I didn’t dance tango last night and that may be of no concern to anyone reading my blog. I sent an apology to the organizer, a really good friend, and gave her a laundry list of excuses why I didn’t attend. The “I didn’t do this because” gave me a pass for being lazy or resistant or indifferent or “I don’t have a fire in my belly” for going, doing, being in attendance. Lately, I have the latter: I don’t have the fire in my belly feeling for tango.
This is a new feeling for me. I live my passion. And I have many passions. Dancing tango has been one of them for almost 18 years. I don’t know what’s happening to me. Where has my feeling gone, my sometimes addictive behavior. Maybe other things have replaced tango’s allure. And there is only so much energy to spread around during a day. And is that just an excuse? No more energy?

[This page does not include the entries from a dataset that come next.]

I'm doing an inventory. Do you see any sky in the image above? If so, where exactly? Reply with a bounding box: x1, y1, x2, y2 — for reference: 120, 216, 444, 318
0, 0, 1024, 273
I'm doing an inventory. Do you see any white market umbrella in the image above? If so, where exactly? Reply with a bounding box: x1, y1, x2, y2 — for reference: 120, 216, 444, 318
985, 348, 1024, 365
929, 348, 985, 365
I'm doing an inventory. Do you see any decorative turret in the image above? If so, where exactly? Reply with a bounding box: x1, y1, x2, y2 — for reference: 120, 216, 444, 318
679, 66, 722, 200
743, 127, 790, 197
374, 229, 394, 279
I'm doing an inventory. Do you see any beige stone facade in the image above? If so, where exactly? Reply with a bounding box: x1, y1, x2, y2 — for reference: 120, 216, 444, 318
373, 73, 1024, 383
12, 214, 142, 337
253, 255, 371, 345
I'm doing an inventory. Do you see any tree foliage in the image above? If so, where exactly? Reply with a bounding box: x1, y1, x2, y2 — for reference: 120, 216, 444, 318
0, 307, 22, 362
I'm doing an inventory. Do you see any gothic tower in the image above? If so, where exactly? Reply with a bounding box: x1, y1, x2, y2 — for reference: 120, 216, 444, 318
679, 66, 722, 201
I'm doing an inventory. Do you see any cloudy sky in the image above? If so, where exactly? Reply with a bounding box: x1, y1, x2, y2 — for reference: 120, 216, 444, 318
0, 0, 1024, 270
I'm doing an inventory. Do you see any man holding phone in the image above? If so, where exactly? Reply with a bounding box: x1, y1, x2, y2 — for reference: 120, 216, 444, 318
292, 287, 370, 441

But how can I leave a passion behind? It’s impossible. It will always come back, won’t it? Or do we lose forever the fire in our belly?
Lately, I’ve been hiking. I’m not a hiker by nature or disposition. I love to walk but not particularly uphill. In December, I attended a kind of an infomercial at the A 16 adventure store in LA. For nature lovers, this place is pure heaven. The presentation my marathon runner friends and I attended was about climbing Killimanjaro. I adored the idea of it but was brought down quickly by the immediate conversation that everyone had to start training for the climb. Those marathon runners had twenty legs up on me. I’m a yogi and my sense of the physical is quite different from a hiker’s. Besides I always have difficulty with my hamstrings.
I diligently began my hiking schedule after the holidays. I actually was in better hiking condition than I imagined. Yoga tones and stretches the entire body. This weekend we all went back to A 16 for an introduction to climbing Mr. Whitney as the prelude to Killimanjaro. I didn’t feel a fire in my belly. When the extraordinary guide began to explain the finer points of eliminating waste, I was done in. OMG! I hated to camp as a kid in Yosemite. I thought out-houses were primitive but squatting in a bag was way too much for me. I bit the dust. I wanted to give up on this whole scene and not even do my hike the next day. I stumbled out of the meeting room and wasn’t even remotely interesting in going back to visit guy the hiking shoes.
And then I stumbled out of bed the next day. We all met at Will Roger’s Park for an early morning Saturday hike. I loved it. I loved the challenge and the beauty of being outdoors. We could see the ocean, Catalina Island on one side and the beauty of the rolling, green hills on the other side. It was breath-taking and I had a fire in my belly.
But that same night I had no fire for tango. I was caught up in my “Empowering the New Woman” speech and thought only of perfecting the opening of my speech, crafting the perfect startling beginning. I began to fill out speaker’s data bases like crazy and it went on so long that I got very tired. I looked at the clock and it was the time I usually arrived at my milonga. I wasn’t going to be there. I was’t going.
Today I awoke and was sad about my losing the fire in my belly for tango. Yet deep in my soul, I believe I will go back to dancing tango and that my fire will erupt for the dance. Our passions last forever. A painter paints. A musician plays. A writer writes. A doctor heals An architect builds. An actor acts.
Passion is the source of our finest moments and the essence of our soul.